Dual tandem promoter elements containing CCAC-like motifs from the tetrodotoxin-resistant voltage-sensitive Na+ channel (rSkM2) gene can independently drive muscle-specific transcription in L6 cells.

cis-Elements in the -129/+124 promoter segment of the rat tetrodotoxin-resistant voltage-gated sodium channel (rSkM2) gene that are responsible for reporter gene expression in cultured muscle cells were identified by deletion and scanning mutations. Nested 5' deletion constructs, assayed in L6 myotubes and NIH3T3 cells, revealed that the minimum promoter allowing muscle-specific expression is contained within the -57 to +1 segment relative to the major transcription initiation site. In the context of the -129/+1 construct, however, scanning mutations in the -69/+1 segment failed to identify any critical promoter elements. In contrast, identical mutations in a minimal promoter (-57/+124) showed that all regions except -29/-20 are essential for expression, especially the -57/-40 segment, consistent with the 5' deletion analysis. Further experiments showed that the distal (-129/-58) and proximal promoter (-57/+1) elements can independently drive reporter expression in L6 myotubes, but not in NIH3T3 fibroblasts. This pair of elements is similar in sequence and contains Sp1 sites (CCGCCC), CCAC-like motifs, but no E-boxes or MEF-2 sites. The two segments form similarly migrating complexes with L6 myotube nuclear extracts in gel-shift assays.

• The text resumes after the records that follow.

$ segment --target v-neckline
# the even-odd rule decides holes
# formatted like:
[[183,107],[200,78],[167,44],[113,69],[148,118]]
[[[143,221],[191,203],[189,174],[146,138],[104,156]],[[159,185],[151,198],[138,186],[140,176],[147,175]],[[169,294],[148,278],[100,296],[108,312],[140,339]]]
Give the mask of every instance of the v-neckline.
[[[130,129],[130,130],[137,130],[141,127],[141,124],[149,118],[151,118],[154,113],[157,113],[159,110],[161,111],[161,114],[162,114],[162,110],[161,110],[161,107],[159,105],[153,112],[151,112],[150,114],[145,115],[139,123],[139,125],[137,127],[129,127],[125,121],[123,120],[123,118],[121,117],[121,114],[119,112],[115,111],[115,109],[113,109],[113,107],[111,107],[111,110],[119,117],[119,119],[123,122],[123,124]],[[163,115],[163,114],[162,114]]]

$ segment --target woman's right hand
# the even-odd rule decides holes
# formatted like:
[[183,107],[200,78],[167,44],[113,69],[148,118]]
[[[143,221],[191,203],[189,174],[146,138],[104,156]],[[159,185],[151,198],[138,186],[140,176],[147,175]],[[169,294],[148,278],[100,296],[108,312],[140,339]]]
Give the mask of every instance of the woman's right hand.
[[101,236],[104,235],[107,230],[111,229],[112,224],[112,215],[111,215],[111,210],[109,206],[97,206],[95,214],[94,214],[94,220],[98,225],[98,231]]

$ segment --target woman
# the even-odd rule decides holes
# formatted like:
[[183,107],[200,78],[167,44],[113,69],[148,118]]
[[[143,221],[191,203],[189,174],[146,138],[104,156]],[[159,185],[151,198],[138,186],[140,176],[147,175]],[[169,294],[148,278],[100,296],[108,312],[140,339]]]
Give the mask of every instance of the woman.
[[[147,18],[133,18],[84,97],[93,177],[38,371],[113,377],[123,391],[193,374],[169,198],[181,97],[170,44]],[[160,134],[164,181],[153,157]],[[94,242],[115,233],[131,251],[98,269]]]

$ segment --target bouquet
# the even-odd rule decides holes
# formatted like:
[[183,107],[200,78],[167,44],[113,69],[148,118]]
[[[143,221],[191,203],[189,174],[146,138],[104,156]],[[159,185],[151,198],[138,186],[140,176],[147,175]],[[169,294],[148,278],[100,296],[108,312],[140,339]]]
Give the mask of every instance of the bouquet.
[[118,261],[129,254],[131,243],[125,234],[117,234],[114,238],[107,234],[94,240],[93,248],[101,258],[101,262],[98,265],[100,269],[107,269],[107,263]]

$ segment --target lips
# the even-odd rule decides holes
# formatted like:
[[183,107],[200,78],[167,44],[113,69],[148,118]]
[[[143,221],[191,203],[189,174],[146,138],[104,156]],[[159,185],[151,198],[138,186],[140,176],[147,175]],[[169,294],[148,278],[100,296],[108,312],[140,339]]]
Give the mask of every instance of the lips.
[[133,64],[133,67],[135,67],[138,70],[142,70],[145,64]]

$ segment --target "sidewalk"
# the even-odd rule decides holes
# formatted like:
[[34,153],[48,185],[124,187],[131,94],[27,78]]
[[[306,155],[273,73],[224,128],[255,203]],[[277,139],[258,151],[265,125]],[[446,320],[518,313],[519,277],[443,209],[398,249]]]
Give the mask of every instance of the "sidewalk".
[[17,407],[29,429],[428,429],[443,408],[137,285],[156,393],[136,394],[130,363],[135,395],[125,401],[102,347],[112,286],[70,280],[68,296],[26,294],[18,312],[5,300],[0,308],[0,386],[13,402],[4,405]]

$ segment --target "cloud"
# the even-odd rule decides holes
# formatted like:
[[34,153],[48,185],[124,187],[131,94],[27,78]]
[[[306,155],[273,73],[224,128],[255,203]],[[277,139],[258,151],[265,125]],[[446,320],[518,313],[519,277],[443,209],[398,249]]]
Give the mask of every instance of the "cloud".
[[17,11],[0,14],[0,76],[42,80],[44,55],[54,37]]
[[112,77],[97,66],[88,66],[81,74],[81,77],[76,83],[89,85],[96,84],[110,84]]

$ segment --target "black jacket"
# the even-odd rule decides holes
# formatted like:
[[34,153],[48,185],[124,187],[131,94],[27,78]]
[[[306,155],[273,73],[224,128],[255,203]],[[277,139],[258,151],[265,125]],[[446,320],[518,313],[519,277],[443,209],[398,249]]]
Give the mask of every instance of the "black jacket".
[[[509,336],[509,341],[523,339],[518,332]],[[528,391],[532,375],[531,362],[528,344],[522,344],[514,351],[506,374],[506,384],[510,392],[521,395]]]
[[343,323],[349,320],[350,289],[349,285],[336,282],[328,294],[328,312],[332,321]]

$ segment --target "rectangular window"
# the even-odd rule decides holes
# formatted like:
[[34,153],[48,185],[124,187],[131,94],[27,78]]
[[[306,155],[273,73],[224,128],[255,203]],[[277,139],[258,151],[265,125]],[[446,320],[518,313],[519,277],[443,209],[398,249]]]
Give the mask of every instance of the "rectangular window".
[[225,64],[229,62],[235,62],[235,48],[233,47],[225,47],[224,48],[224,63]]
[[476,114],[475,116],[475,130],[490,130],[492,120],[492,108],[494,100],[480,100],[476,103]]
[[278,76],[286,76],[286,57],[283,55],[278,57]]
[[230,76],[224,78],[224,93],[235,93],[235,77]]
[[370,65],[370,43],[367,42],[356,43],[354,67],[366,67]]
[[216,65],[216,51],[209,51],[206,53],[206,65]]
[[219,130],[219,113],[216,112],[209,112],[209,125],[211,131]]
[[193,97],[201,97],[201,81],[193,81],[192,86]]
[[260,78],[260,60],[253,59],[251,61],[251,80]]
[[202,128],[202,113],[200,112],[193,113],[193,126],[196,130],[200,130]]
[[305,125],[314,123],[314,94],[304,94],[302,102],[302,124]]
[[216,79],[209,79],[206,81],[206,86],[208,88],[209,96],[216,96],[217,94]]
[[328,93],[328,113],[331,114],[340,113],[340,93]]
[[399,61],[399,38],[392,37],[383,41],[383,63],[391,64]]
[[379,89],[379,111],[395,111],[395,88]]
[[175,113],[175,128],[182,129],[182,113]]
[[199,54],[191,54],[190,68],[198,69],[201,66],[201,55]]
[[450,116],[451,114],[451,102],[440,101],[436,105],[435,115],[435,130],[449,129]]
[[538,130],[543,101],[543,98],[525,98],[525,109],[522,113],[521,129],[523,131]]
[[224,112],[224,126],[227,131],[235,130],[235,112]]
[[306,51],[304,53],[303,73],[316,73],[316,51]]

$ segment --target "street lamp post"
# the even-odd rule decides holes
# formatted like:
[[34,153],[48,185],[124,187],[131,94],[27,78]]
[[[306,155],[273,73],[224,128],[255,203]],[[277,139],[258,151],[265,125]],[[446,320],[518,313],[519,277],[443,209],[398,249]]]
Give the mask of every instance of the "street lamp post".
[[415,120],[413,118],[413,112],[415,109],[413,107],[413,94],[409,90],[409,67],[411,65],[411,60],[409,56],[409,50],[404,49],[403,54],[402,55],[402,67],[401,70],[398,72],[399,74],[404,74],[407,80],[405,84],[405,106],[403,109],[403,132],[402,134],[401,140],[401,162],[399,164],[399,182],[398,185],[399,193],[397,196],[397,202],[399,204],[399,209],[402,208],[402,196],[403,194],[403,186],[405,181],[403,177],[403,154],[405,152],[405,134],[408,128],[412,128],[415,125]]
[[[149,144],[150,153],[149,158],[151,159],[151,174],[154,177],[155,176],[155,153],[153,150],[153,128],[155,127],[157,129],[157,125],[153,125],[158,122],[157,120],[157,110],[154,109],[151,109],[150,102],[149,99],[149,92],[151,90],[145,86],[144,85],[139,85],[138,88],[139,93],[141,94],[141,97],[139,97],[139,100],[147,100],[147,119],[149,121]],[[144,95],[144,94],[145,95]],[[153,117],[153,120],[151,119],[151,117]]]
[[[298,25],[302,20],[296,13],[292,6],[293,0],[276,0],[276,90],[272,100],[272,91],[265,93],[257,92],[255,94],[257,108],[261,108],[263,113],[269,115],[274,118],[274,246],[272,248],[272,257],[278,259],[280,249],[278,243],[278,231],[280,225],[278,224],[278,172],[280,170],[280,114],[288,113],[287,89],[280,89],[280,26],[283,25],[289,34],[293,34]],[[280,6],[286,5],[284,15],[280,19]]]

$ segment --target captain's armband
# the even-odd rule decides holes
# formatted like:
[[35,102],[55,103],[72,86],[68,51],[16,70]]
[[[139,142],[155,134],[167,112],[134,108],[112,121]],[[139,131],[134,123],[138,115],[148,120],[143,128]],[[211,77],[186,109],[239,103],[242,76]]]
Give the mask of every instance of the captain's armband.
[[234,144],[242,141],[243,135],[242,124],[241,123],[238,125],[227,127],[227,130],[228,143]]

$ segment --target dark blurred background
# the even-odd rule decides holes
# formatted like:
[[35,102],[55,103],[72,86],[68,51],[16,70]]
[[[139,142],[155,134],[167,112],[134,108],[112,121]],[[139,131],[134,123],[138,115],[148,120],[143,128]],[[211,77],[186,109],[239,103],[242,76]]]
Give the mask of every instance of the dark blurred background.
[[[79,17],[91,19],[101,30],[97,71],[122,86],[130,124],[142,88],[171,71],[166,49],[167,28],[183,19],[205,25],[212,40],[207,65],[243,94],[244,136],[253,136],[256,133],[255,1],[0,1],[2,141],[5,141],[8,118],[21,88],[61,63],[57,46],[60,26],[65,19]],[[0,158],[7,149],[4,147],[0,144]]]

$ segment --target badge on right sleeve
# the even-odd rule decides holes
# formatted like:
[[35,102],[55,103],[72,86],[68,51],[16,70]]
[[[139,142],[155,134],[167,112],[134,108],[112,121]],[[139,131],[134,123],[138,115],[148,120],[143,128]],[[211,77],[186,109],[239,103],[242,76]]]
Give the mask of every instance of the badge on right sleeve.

Critical elements within the distal promoter element were defined by 10 base pair scanning mutations in the -119 to -60 region in the context of the -129/+1 segment containing a mutated -59/-50 segment that inactivates the proximal promoter. Nucleotides in the -119/-90 region, especially -109/-100, were the most important regions for distal promoter function. We conclude that the -129/+1 segment contains two tandem promoter elements, each of which can independently drive muscle-specific transcription. Supershifts with antibodies to Sp1 and myocyte nuclear factor (MNF) implicate the involvement of Sp1, MNF, and other novel factors in the transcriptional regulation of rSkM2 gene expression.